GEL DEVELOPED BY SCIENTISTS NOW BOOTS CORAL REEF SETTLEMENTS BY 20 TIMES

Coral larvae can be selective about where they connect and settle, according to researchers at UC San Diego. However, specific compounds linked to healthy reefs can influence the larvae's path. When larvae locate these chemicals, they will "smell" their way there and choose to attach themselves to the corresponding region. That same group of UC researchers has created a novel gel with nanoparticles that gradually releases some of the preferred "smells" of coral larvae in an attempt to stop reef deterioration.

In lab trials, the researchers put the gel, known as SNAP-X, on surfaces and discovered that it increased coral larvae settling by up to 20 times when compared to untreated surfaces. These findings, which were recently published in Trends in Biotechnology, appear to point to SNAP-X as a novel approach to coral habitat restoration. Notably, the gel may produce compounds that attract coral for up to a month and serve as a covering, demonstrating its longevity.

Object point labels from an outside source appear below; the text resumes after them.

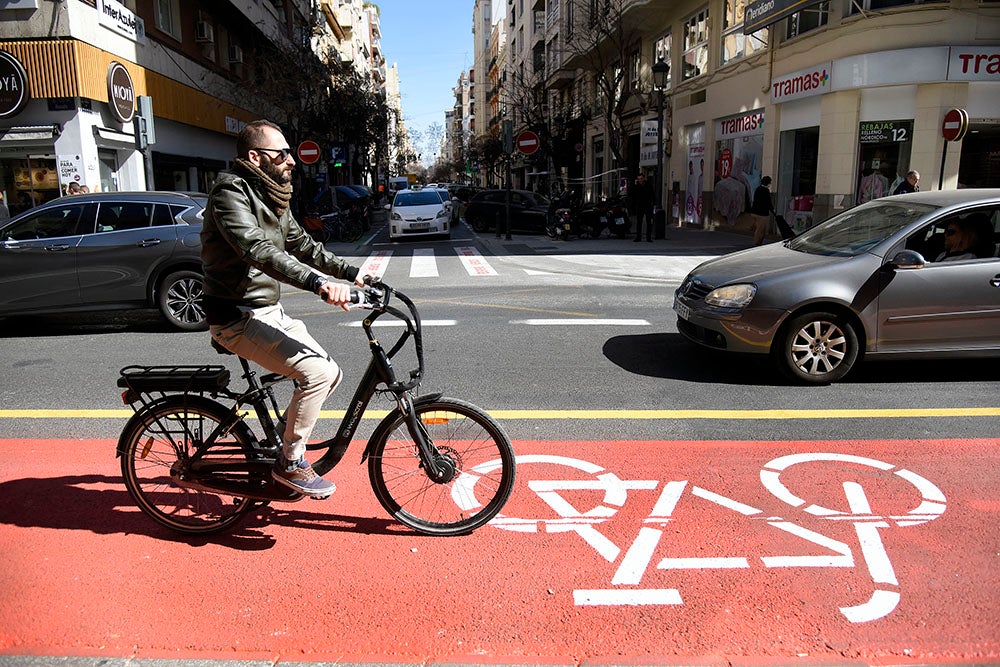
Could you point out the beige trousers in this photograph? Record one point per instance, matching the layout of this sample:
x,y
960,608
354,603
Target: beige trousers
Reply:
x,y
280,344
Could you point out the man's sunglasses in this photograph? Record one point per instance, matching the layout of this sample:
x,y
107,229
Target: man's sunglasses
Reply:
x,y
283,153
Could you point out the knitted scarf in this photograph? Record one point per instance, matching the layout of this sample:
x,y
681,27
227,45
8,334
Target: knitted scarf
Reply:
x,y
276,196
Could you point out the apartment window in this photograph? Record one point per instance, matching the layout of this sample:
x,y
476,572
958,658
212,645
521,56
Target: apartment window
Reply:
x,y
874,5
735,44
808,19
661,49
168,17
695,55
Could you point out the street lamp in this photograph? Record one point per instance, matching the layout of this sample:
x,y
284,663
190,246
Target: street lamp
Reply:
x,y
661,70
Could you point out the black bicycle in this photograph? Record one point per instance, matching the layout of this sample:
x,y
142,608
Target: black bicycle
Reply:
x,y
192,461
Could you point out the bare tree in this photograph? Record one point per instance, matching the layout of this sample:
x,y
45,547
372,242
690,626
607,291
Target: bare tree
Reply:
x,y
605,41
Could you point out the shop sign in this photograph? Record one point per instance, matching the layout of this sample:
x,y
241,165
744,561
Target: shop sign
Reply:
x,y
762,13
121,93
804,83
70,169
885,131
13,85
740,126
118,18
971,63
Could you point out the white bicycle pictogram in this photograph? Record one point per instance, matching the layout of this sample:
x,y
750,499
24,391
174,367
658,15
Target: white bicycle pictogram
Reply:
x,y
637,558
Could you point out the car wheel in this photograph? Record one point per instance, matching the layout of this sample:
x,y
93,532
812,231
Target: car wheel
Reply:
x,y
179,299
816,348
479,223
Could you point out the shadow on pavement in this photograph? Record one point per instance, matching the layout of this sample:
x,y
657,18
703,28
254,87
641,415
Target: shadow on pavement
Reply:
x,y
670,355
100,504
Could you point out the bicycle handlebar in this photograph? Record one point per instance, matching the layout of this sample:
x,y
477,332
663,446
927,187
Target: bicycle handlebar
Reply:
x,y
376,296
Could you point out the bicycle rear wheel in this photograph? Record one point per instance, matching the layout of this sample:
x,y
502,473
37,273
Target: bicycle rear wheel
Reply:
x,y
473,445
160,446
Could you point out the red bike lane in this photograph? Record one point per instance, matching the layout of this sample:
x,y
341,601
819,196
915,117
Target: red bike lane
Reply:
x,y
879,552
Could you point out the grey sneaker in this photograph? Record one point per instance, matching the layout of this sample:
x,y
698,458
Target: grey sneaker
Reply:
x,y
299,476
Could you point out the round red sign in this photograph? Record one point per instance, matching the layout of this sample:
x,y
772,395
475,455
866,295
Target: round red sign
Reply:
x,y
527,142
955,125
308,152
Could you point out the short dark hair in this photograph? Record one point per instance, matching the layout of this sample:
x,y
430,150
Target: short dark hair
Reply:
x,y
251,136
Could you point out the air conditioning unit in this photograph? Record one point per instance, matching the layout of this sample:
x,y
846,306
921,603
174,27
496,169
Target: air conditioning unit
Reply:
x,y
204,32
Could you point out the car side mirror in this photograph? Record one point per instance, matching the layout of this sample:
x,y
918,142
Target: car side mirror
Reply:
x,y
908,259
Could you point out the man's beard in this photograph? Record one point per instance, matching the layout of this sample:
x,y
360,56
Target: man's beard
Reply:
x,y
275,172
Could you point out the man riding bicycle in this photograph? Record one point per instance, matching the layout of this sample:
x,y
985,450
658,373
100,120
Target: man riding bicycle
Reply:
x,y
250,245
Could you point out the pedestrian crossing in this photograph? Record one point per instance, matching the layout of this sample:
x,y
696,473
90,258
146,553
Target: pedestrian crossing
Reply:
x,y
426,263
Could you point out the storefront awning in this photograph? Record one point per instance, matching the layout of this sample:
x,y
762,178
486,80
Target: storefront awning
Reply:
x,y
30,134
113,136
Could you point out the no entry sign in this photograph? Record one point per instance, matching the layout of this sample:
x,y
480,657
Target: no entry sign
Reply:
x,y
955,125
308,152
527,142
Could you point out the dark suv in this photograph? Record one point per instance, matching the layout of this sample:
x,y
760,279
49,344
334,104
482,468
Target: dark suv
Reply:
x,y
106,251
528,210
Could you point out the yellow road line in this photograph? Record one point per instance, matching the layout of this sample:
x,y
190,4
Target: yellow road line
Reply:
x,y
876,413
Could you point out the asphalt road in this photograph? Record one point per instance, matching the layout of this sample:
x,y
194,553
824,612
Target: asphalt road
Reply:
x,y
658,518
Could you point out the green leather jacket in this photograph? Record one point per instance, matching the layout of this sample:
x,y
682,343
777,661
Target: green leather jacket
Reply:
x,y
247,251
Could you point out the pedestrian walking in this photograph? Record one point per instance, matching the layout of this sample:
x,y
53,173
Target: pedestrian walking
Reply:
x,y
642,207
761,210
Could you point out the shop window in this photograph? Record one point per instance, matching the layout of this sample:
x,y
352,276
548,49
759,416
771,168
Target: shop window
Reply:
x,y
695,56
661,50
808,19
861,6
734,43
168,17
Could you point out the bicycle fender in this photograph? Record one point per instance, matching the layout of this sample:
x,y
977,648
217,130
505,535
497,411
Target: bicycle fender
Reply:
x,y
396,414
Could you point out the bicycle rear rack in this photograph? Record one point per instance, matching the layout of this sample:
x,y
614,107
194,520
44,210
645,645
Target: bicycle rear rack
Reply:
x,y
145,384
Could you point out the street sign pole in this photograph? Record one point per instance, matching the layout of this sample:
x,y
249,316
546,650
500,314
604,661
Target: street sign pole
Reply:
x,y
954,127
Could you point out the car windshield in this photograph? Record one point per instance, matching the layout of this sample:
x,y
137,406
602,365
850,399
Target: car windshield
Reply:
x,y
858,230
419,198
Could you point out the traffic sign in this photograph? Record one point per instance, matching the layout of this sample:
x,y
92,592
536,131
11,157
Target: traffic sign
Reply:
x,y
955,125
527,142
308,152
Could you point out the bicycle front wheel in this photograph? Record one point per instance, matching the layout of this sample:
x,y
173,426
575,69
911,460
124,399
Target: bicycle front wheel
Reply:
x,y
162,447
472,445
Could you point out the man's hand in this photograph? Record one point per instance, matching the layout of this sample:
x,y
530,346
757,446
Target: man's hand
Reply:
x,y
337,294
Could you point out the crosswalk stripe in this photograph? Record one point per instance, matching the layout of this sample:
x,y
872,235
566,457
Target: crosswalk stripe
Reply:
x,y
474,262
376,264
424,264
582,321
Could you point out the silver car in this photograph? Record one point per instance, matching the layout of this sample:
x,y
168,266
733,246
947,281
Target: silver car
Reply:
x,y
104,251
883,279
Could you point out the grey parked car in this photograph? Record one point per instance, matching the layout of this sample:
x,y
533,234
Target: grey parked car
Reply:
x,y
886,278
105,251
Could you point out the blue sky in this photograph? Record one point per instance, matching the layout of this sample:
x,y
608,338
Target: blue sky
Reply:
x,y
431,42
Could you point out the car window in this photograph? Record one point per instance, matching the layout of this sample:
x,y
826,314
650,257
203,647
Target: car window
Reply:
x,y
979,236
858,230
418,198
119,216
54,222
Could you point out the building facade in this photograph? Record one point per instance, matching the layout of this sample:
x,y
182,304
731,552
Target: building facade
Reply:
x,y
836,101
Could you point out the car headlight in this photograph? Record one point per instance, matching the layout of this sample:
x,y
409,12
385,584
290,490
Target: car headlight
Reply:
x,y
731,296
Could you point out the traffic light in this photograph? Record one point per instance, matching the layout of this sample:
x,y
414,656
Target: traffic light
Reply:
x,y
338,155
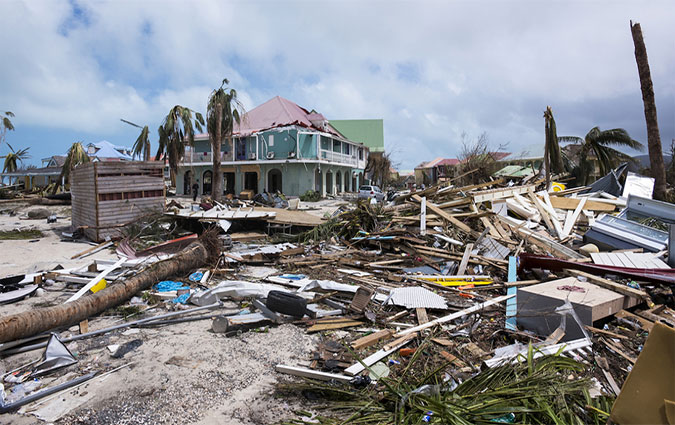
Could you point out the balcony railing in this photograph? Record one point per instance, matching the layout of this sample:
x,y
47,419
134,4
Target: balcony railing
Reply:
x,y
338,157
192,157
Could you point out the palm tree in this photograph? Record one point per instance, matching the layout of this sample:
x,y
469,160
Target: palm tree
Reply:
x,y
598,142
176,132
223,110
6,125
656,165
141,148
76,155
13,158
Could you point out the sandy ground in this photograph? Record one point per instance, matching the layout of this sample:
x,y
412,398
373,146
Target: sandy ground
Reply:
x,y
180,374
26,256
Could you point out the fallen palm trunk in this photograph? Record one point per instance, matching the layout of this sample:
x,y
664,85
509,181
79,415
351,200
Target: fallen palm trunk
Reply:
x,y
32,322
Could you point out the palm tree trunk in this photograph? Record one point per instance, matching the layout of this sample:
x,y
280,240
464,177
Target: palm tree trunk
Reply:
x,y
216,143
32,322
657,167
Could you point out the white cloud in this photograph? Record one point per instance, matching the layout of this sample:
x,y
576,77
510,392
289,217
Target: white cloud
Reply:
x,y
432,70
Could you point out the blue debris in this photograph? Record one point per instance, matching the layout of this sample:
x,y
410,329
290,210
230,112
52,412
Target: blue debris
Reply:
x,y
196,276
169,285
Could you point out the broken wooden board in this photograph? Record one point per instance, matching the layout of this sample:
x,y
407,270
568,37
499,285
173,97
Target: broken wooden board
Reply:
x,y
616,287
572,203
646,324
333,323
465,259
313,374
445,216
501,193
629,259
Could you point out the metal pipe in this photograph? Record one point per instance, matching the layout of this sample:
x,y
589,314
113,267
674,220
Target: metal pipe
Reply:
x,y
112,328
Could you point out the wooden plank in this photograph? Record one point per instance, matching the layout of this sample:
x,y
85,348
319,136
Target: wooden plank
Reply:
x,y
376,357
423,216
456,315
422,317
313,374
573,203
646,324
608,284
604,332
553,216
371,339
571,221
465,259
542,211
334,324
96,280
512,304
445,216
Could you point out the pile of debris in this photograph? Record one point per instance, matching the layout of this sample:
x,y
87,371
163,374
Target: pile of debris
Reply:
x,y
492,302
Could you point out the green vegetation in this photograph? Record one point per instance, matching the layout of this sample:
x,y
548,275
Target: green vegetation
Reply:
x,y
547,390
176,132
223,111
13,159
310,196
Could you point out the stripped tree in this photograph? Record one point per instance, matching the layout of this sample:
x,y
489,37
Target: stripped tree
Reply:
x,y
6,125
656,165
222,112
141,148
553,159
13,159
598,142
76,155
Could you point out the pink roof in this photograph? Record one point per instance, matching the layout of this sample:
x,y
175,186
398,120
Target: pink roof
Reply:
x,y
447,162
279,112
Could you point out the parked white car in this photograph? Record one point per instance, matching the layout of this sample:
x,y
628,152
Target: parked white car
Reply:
x,y
366,192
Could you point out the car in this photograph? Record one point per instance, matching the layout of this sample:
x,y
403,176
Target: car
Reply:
x,y
367,191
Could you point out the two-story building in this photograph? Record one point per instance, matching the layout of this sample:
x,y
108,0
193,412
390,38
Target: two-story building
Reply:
x,y
278,146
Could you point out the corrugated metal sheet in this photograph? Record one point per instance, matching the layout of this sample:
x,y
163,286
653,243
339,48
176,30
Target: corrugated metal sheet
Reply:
x,y
414,297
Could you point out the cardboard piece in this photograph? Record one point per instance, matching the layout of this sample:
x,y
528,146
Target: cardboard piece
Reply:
x,y
651,383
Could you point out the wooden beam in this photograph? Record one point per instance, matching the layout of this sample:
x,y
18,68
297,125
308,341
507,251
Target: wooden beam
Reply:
x,y
445,216
371,339
96,280
611,285
313,374
465,259
572,203
456,315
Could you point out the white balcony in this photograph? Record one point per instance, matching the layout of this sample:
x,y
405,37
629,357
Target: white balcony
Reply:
x,y
338,157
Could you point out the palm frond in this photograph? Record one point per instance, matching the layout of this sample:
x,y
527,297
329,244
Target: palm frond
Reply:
x,y
7,124
617,137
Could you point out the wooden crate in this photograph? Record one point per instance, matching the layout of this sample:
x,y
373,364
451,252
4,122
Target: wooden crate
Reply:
x,y
106,196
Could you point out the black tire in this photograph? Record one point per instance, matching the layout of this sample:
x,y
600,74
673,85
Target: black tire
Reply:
x,y
286,303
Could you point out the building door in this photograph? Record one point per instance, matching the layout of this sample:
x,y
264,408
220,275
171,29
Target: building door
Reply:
x,y
329,183
206,185
318,184
274,181
251,181
228,183
187,183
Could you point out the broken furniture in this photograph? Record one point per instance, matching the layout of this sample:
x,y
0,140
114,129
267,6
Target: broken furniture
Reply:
x,y
537,306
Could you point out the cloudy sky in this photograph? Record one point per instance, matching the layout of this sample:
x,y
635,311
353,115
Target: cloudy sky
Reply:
x,y
431,69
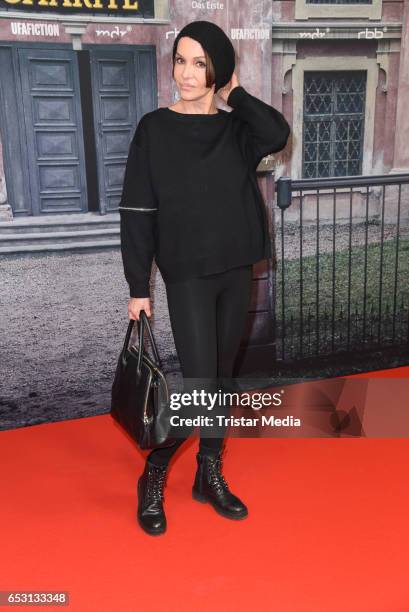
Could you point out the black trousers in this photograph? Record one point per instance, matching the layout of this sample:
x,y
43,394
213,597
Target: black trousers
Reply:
x,y
207,316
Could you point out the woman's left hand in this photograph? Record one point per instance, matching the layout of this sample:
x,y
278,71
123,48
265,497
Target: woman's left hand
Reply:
x,y
224,92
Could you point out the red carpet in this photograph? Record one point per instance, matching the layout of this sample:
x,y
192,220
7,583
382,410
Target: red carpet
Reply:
x,y
328,524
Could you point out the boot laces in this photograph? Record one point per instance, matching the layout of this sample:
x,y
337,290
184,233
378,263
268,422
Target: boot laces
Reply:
x,y
216,477
155,483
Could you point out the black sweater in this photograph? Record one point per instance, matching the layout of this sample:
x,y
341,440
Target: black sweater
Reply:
x,y
190,196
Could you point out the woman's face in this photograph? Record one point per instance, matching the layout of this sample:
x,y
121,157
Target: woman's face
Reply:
x,y
190,69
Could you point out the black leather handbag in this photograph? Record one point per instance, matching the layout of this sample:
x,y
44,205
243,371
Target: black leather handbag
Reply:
x,y
140,393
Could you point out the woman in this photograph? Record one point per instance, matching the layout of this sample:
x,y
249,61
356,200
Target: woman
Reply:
x,y
191,199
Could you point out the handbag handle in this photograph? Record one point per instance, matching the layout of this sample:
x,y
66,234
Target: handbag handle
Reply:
x,y
141,326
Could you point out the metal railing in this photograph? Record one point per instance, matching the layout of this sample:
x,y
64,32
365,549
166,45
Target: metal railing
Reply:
x,y
342,264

According to Daniel Wangpraseurt, the study's principal author, "Corals are animals, and their larvae are choosy about where they are going to attach because once they do, they're trapped there. With SNAP-X, we created a material that releases chemical cues that tell larvae this is a good place to live.”

About 25% of all known marine species live in coral reefs, which make up less than 1% of the ocean floor but offer food, shelter, and a complex ecology. However, climate change is having a significant impact on these "rainforests of the sea." According to the Global Coral Reef Monitoring Network, 14% of corals have already vanished since 2009. According to a 2018 special report by the Intergovernmental Panel on Climate Change, a 2.7°F increase in average global air temperatures over pre-industrial levels will result in a 70% to 90% reduction in coral reefs. The corals would drop by an astounding 99% at 3.6°F.

This discovery provides a potential ray of optimism at a time when coral reefs are facing extreme uncertainty. The pickiness of coral larvae, which would not readily settle on damaged reefs or attach to man-made structures, was a significant obstacle that scientists had to overcome in the past. Because they were "genetically similar," corals cultivated in nurseries presented additional challenges. According to Wangpraseurt, "a disease epidemic or warming catastrophe has the potential to wipe out the entire population." "Natural coral recruitment is ideal since it can increase the population's resilience and add genetic variety."

By using SNAP-X, a material that provided the larvae with the required chemical cues over an extended period of time, Wangpraseurt and his lab at UC San Diego hoped to overcome these difficulties. The postdoctoral researcher who collaborated with Wangpraseurt on the project, Samapti Kundu, added, "These chemical cues evaporate very fast if you just toss them in the ocean, making it challenging for coral larvae to discover their source." "We needed to create a medicine delivery method that would distribute these settlement cues in the ocean gradually, akin to an extended release system."

However, what is the precise process for creating such a system? "Encapsulating chemical compounds derived from crustose coralline algae in nanoparticles made of silica" is the team's solution. These nanoparticles are then suspended in a liquid gel that, when subjected to UV radiation, will harden "like Jell-O." For durability, the team may paint or spray this material onto a surface and then cure it with UV radiation.

According to Wangpraseurt, "we sometimes forget that coral reefs are one of the best structures in preserving our coasts." "This material, in my opinion, is a breakthrough that could significantly aid in coral rehabilitation."